Valerie Carey: How to Make Your Resume “Fool” LLMs

Team Members: Qike Jiang, Yuewen Yan, Mark Xu, Yang Zhang

This open-ended project aimed to compare the results of analyzing a resume dataset using different models, ranging from conventional machine learning approaches to large language models (LLMs) accessed via API. The analysis was conducted either by training models with labeled datasets of resumes with known job categories or by directly prompting the LLM. Results showed that the LLM achieved relatively high classification accuracy, particularly on resumes that used less standard wording. The study also revealed that LLMs detect certain types of keywords that can represent candidates’ career levels. Therefore, candidates can, to some extent, improve their resumes by using terms more likely to be interpreted as indicators of higher career levels.

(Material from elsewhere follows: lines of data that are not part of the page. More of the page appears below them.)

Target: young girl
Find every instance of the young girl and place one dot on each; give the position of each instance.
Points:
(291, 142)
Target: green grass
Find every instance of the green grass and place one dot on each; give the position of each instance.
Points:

Benchmark Labs: Point-Specific Wave Forecasting to Support Offshore Wind Farm Operations

Team Members: Brennan Kalinowski, Tarun Paravasthu, Sean Tian, Madeleine Johnson

Rel8ed: Leveraging Data Science for Supply Chain & Risk Mitigation

Team Members: Diego Velázquez, Erjia Meng, Luca Laport, Zhe Chen, Zhefu Qin

Rel8ed aimed to improve its ability to assess business risk among small and medium-sized enterprises by analyzing both structured and unstructured data. The goal of this project was to help Rel8ed uncover hidden risk patterns across global supply chains by leveraging available risk indicators—Country Risk Assessment (CRA), Sector Risk Assessment (SRA), and Debtor Risk Assessment (DRA). The team used K-Means clustering to segment firms into risk-based groups, identifying shared characteristics and anomalies within the business landscape. They also conducted network analysis to map key shipper–consignee relationships, revealing where trade volume is concentrated and where financial, political, or sectoral risks are embedded. In addition, the team explored predictive modeling techniques to improve the classification of high-risk companies. The findings showed that many central trade hubs are heavily exposed to risky partners. These models and visualizations will support Rel8ed in delivering targeted, data-driven insights for supply chain risk monitoring.